There’s not much FEMA can do with this information right now. The agency must respond to the disasters in front of them, and quickly. But Congress should learn from this experience that the current model for natural-disaster preparation is deeply flawed. We can no longer plan for the average cost, and continue to throw money at catastrophes after they occur. “There’s been rumblings in the emergency management community for a while about how sustainable this is,” Schlegelmilch said. He cited the National Flood Insurance Program, which gives government assistance to homeowners who live in flood-prone areas if their homes are destroyed. “There’s a lot of questions about whether these programs just underwrite risky behavior,” he said. “There is a growing consensus that the way that we fund relief is unsustainable because it doesn’t incentivize preparedness.”
There are a number of proposed solutions floating around. Michael D. Brown, the former FEMA administrator under President George W. Bush, suggests injecting a huge amount of money into the Disaster Relief Fund via the federal budget, so the agency doesn’t need to scramble to ask Congress for help. “If we built up a reserve of $100 billion, we’d actually have time to figure out the best way to rebuild,” he said. Schlegelmilch and others say the government should take better advantage of the calm between storms, and provide incentives for local governments to prepare buildings and roadways for major events. “The real question is, why are we spending so much on relief to begin with?” Schlegelmilch said. “Why aren’t we spending on preparation and resilience?” Conservatives like Brown also suggest eliminating the National Flood Insurance Program. “I’m not saying you shouldn’t live in a flood zone,” Brown said. “I’m just saying other taxpayers shouldn’t subsidize your choice.”
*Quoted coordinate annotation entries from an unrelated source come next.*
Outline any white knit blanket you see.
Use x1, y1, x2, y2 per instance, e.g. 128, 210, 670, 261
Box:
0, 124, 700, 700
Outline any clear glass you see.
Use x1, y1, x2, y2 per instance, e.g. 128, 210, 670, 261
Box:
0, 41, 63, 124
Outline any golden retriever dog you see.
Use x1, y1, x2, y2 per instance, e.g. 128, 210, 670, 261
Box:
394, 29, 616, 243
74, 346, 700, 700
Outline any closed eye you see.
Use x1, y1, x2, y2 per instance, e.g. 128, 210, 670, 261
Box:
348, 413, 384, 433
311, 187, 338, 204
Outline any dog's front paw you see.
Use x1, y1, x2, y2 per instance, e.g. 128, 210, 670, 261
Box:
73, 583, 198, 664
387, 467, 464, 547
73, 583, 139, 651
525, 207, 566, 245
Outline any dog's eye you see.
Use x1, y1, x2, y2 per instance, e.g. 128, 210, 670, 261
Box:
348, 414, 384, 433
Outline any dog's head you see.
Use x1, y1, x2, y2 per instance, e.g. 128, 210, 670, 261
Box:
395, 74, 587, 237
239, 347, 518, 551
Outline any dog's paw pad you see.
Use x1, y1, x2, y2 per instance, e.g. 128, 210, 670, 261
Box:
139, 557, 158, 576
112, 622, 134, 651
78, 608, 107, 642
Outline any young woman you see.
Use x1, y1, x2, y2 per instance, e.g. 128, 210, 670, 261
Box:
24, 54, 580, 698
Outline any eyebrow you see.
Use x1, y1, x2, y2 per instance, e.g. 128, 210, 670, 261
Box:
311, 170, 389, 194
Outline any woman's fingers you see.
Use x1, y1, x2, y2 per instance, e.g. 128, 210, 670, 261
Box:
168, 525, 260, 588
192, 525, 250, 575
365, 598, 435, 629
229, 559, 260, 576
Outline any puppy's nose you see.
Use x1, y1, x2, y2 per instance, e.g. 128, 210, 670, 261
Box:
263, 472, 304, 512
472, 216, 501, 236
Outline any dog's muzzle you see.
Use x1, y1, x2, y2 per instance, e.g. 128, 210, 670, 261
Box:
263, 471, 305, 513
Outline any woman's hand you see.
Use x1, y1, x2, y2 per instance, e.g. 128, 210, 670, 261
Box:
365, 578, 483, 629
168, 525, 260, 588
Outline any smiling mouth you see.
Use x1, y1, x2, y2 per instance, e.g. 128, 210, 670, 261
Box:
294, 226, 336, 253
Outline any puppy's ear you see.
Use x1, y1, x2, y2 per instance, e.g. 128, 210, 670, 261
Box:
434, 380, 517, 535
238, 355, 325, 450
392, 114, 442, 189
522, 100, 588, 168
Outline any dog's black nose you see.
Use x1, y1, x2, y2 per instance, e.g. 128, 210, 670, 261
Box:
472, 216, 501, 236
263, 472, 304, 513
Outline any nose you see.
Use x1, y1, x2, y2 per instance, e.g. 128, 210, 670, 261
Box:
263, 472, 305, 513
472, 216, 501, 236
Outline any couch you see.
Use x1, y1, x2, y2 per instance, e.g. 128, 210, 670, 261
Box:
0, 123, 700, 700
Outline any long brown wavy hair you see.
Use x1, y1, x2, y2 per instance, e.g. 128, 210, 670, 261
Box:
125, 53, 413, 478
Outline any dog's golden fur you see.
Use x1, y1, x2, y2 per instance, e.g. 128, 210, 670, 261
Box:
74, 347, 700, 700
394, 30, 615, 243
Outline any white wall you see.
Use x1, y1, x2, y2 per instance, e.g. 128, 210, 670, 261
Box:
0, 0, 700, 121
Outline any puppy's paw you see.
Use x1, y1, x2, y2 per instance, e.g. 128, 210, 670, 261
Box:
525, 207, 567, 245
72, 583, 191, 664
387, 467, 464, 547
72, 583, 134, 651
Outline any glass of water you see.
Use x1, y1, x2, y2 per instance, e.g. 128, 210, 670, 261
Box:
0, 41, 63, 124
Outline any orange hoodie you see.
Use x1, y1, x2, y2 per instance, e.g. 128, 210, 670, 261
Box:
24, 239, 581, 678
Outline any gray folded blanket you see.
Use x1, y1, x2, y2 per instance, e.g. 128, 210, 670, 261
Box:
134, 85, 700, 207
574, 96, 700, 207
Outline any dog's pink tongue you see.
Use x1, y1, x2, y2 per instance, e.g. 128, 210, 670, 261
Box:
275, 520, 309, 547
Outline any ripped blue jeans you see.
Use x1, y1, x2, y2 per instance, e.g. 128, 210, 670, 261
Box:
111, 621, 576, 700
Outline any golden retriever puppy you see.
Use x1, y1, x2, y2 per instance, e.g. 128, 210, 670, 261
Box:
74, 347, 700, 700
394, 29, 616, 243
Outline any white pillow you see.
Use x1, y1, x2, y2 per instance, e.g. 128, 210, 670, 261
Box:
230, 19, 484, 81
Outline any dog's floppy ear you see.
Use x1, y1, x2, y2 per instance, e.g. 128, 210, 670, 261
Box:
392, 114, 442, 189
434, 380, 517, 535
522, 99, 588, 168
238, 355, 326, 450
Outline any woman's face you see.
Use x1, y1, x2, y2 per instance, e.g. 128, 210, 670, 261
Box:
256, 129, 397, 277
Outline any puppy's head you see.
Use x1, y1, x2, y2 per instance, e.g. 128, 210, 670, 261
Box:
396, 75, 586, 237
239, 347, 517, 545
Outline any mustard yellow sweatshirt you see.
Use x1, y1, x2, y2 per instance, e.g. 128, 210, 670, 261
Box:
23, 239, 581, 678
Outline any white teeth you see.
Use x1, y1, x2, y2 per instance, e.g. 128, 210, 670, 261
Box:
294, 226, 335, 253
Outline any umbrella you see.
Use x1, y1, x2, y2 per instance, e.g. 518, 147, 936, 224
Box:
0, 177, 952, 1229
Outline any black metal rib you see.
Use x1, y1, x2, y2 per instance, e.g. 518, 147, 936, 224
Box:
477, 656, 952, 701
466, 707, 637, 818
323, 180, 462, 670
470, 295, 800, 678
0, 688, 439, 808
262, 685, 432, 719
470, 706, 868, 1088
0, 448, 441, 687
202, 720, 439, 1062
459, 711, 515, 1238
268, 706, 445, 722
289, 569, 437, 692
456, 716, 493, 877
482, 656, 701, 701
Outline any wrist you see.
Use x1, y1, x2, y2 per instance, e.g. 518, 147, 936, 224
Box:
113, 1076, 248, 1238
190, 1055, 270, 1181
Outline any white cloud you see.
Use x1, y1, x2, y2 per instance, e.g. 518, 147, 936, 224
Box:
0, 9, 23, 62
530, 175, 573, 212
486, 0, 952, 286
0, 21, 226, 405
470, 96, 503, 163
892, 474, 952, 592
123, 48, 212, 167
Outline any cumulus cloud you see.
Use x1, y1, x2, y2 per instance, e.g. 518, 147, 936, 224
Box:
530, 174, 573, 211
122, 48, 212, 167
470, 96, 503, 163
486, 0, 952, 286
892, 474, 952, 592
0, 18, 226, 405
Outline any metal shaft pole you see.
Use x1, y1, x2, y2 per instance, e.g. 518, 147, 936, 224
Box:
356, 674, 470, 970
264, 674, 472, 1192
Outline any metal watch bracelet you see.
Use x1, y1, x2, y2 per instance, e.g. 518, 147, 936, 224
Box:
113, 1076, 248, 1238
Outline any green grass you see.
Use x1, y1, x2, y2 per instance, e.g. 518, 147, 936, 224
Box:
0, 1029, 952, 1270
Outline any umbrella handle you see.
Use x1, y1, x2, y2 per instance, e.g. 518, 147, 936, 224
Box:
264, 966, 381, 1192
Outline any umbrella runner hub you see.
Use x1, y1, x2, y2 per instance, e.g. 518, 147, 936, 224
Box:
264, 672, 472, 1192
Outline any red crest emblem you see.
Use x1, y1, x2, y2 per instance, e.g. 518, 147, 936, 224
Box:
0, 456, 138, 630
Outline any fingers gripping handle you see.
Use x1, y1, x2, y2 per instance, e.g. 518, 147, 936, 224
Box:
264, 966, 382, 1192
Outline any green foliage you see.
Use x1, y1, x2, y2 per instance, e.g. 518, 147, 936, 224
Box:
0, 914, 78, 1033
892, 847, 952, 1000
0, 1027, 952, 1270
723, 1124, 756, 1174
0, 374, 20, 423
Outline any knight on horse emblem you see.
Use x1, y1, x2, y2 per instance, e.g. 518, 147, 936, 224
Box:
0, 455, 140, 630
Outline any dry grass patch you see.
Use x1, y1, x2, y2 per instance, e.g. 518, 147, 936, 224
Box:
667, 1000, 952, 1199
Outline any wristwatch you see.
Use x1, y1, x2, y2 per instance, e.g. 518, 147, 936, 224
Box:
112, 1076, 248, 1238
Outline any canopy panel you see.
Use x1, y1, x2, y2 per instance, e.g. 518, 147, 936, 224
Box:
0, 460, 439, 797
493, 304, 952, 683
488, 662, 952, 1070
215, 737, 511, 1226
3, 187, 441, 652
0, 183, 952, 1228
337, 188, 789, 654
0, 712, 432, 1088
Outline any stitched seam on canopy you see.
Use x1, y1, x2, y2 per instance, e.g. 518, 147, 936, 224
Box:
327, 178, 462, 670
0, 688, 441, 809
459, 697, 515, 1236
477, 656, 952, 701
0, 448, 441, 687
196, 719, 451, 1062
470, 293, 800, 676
Over the next three months, Congress will have to fund the federal government (again), including FEMA’s budget and the Disaster Relief Fund. It will weigh whether to reauthorize the National Flood Insurance Program. And it will decide how much more emergency funding to provide for hurricane relief. The debate over these bills will raise long-term questions about what the nation’s disaster response should look like. The answer is to reform FEMA’s outdated disaster doctrine.